La infeliz escamoteada se dio cuenta de que su dinero se evaporó en francachelas caras del marido
(RFB)

(RFB)

A cargo de Víctor Manuel González Albear

Ilustración de Roberto Figueredo Bello

Este lunes parecía tan apacible como cualquier otro en el antiguo barrio florentino donde el suceso generó encontrados comentarios.

Para algunos vecinos, a la señora se le fue la mano; en tanto otros, más bien otras, creen que se quedó corta.

El escándalo público que trascendió del puesto local de Carabineros a los click en Facebook, lo originó una airada italiana que estuvo a punto de cambiar de mundo a su marido beodo.

Lo golpeó con cuanto artefacto doméstico tuvo a mano, desde que el hombre en mal momento llegó zigzagueando a la casa, hasta que se los llevaron; a él, para el servicio médico de urgencia, y a ella, detenida por los uniformados.

Con el acento y ademanes propios de la región Toscana, la dama, aún exaltada, explicó sus motivos:

Resulta que, esa mañana, cansada de esperar por el pago de una herencia familiar, se decidió a presentarse personalmente en la oficina notarial que le retenía su dinero.

Hasta entonces había encomendado esa gestión a su cónyuge, quien siempre regresó con las manos vacías y alegó que le daban nuevos plazos. Estaba tan molesta por lo que consideraba un abuso y hasta una burla, que llegó profiriendo insultos a los sorprendidos burócratas. Estos, repuestos enseguida del susto, pusieron ante sus ojos la verdad monda y lironda:

Su dipsómano consorte había cobrado hasta el último euro, desde el primer día.
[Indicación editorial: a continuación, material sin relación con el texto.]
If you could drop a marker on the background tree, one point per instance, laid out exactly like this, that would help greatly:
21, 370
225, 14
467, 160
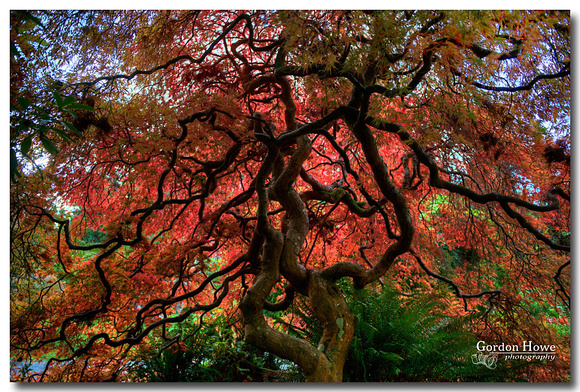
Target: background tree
215, 162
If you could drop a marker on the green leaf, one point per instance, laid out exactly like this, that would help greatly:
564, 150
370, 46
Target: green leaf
47, 143
25, 145
28, 16
62, 134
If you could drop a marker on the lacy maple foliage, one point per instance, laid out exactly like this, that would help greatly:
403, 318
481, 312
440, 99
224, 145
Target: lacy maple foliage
171, 165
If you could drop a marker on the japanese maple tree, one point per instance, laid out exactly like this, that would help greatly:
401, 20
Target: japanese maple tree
171, 165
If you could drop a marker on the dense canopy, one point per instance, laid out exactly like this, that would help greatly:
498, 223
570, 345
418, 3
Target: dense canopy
171, 167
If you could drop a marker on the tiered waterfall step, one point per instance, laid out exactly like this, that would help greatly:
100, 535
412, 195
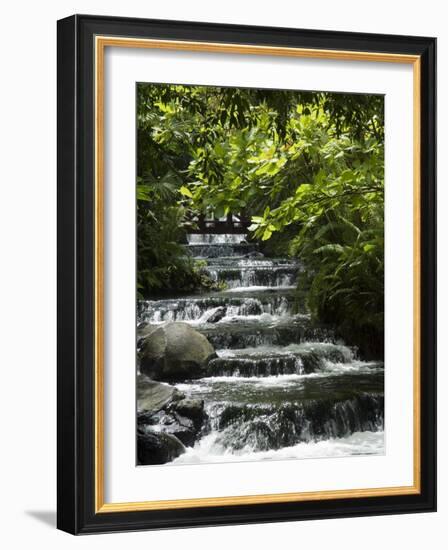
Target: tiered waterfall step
302, 358
263, 414
276, 301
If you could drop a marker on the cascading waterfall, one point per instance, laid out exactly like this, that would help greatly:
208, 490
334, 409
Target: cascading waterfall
280, 386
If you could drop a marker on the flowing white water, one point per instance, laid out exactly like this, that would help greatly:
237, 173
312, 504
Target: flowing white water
280, 387
209, 450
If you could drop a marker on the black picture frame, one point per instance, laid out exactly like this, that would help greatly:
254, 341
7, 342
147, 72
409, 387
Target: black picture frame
76, 272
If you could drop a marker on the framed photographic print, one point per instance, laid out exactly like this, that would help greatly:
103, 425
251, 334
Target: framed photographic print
246, 271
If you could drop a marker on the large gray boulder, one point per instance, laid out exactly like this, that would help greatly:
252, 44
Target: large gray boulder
175, 351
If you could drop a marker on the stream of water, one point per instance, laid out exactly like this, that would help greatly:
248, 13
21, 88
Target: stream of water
281, 386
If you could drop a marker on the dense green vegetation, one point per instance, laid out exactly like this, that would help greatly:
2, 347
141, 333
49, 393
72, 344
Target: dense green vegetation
306, 168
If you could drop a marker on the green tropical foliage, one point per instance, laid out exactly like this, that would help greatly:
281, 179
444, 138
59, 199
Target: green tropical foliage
306, 168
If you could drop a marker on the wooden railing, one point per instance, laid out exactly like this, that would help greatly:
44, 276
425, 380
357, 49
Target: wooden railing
234, 223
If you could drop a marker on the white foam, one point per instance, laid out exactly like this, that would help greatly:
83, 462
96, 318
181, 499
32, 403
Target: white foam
207, 450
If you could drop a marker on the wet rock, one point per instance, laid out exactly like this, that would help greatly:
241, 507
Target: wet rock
192, 409
175, 351
157, 447
214, 315
153, 396
170, 423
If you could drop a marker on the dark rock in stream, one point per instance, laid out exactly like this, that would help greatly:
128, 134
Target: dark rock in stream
153, 396
214, 315
157, 447
192, 409
175, 351
162, 410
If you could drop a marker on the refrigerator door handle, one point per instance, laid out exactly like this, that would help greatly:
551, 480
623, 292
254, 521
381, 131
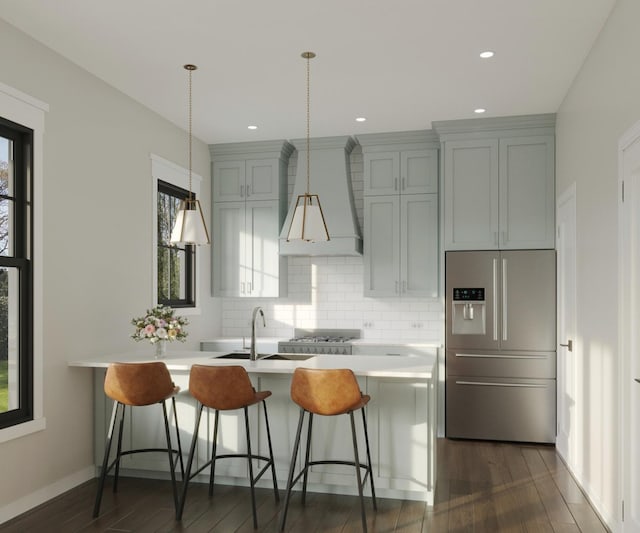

Y ahí estaban, sin lugar a dudas, las firmas, de ella, para autorizar el pago, y de él, por el cobro de la considerable suma cuyo monto exacto no consta en la noticia.

Pero más fácil le resultó a la infeliz escamoteada darse cuenta de que el dinero se evaporó en francachelas del timador con Juanito el Caminante de etiqueta azul, y quien sabe qué otras caras compañías. El tipo se lo había bebido y fiestado todo, a sus espaldas.

Tampoco la información que circula por las redes incluye detalles sobre el diagnóstico clínico del curda derrochador, ni si en su estado después de la golpiza aun cabría el consuelo de: a un gustazo, un trancazo.